Since I was young, I have always been super expressive emotionally- cue camera roll spam.

Wow, look at the It Factor I possess.

Sass? AND a bob? Me

This was peak angst in 7th grade Featuring neighborhood cat, Boots (AKA Fresca).Me

As I have probably covered in past articles, I now try to only express all of that emotion through writing or when I'm around people I'm close to. However, being an Athens native for about 16 years has a certain price for a super expressive Pisces.

If you're from around here, let me just pretend like you've noticed my lovely face on the tiny mural in Sandy Creek Nature Center, pictured below.

"Yup, that's me!"- Raven Baxter Me

That iconic silhouette is from the verrrrrry sophisticated photoshoot pictured below.

This baby realllllly didn't like strangers. Me

You'll notice that I am not brandishing (yes, I know that's not good verb choice) the infant in the actual mural BUT that's only because clearly, the Lyndon House Arts Center recognized my star potential and decided to just go with me as the main subject of the artistic masterpiece squished beside the fire alarm.

However, that's all past fame in my view. Around age 15, I became a go-to Christmas-elf recruit for the Lyndon House Arts Center Holiday House. A very tall Christmas elf at that. My job was to entertain the little kids with storybooks and questions about their Christmas lists while they waited to take their own pictures with the Special Guest.

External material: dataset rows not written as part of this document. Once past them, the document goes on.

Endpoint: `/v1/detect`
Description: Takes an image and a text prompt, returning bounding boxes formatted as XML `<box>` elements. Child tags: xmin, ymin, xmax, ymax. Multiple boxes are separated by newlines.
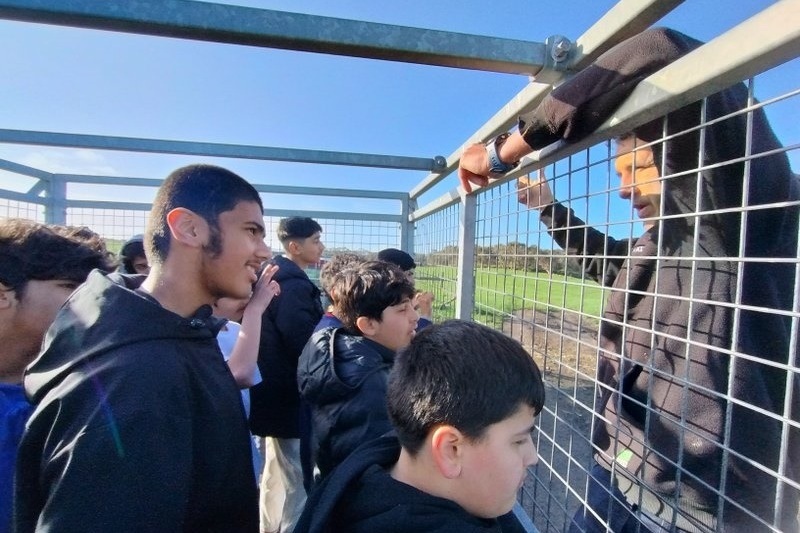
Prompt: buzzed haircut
<box><xmin>144</xmin><ymin>164</ymin><xmax>264</xmax><ymax>263</ymax></box>
<box><xmin>0</xmin><ymin>218</ymin><xmax>116</xmax><ymax>299</ymax></box>
<box><xmin>319</xmin><ymin>252</ymin><xmax>364</xmax><ymax>300</ymax></box>
<box><xmin>333</xmin><ymin>261</ymin><xmax>415</xmax><ymax>334</ymax></box>
<box><xmin>278</xmin><ymin>217</ymin><xmax>322</xmax><ymax>244</ymax></box>
<box><xmin>387</xmin><ymin>320</ymin><xmax>544</xmax><ymax>456</ymax></box>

This gig usually came with the occasional spotlight posted on Facebook, which I embraced.

Me with the Toy Maker.Me

Recently, a very terrifying "photoshoot" that I didn't know was a real "photoshoot" has come back to haunt me. Let me draw your attention to this lovely video made by Radar Production around the time of last year's Christmas Parade in beautiful Downtown Athens.

Holiday Highlights 2017 drive.google.com

Around the thirty-second mark, you get a face full of hideous Christmas elf just beaming at the camera. That's me, unfortunately. Now, me, being a high schooler still, was very confident that my second family at Lyndon House would just be uploading this lovely video to their Facebook and maybe Online Athens or something- that's usually the highest level of stardom achievable in Dawgs nation for a lame high-school senior. However, I was very, very wrong.

disgustingMe

This ghastly close-up I mentioned earlier has resurfaced this holiday season of 2018 and has apparently been making its way around TV Channels and stream services as an advertisement for Downtown Athens. While I am very honored to represent this lovely town...I DON'T WANT THAT PICTURE TO BE THE ONE THAT GETS PUBLICIZED. Also, I only became aware of this when multiple- MULTIPLE- classmates I went to high school with, as well as new college friends, started spamming my Snapchat with this hideous thing. I got many many questions and comments, ranging from "HOw?", "What?", "Are you serious?" and "iS THis real?" to "wow", "amazing", and "yikes."

Yikes indeed.

In this stressful finals season, I am now supposed to be eased by the knowledge that my friends who are currently binge-watching New Girl on FX get to be jump-scared by the 5-foot-9 Christmas Elf, Snickerdoodle, and her pudgy little cheeks.

As distressed and Grinch-like as I sound in this article, I guess my soul is just trying to wish everyone a happy holiday season since my actual body is too immersed in chemistry, Spanish, and human development to do it. And that I think my modeling days are over, as beautiful as they have been. Please let them be over.

Happy Holidays, readers! Thanks for bearing with the kid pics.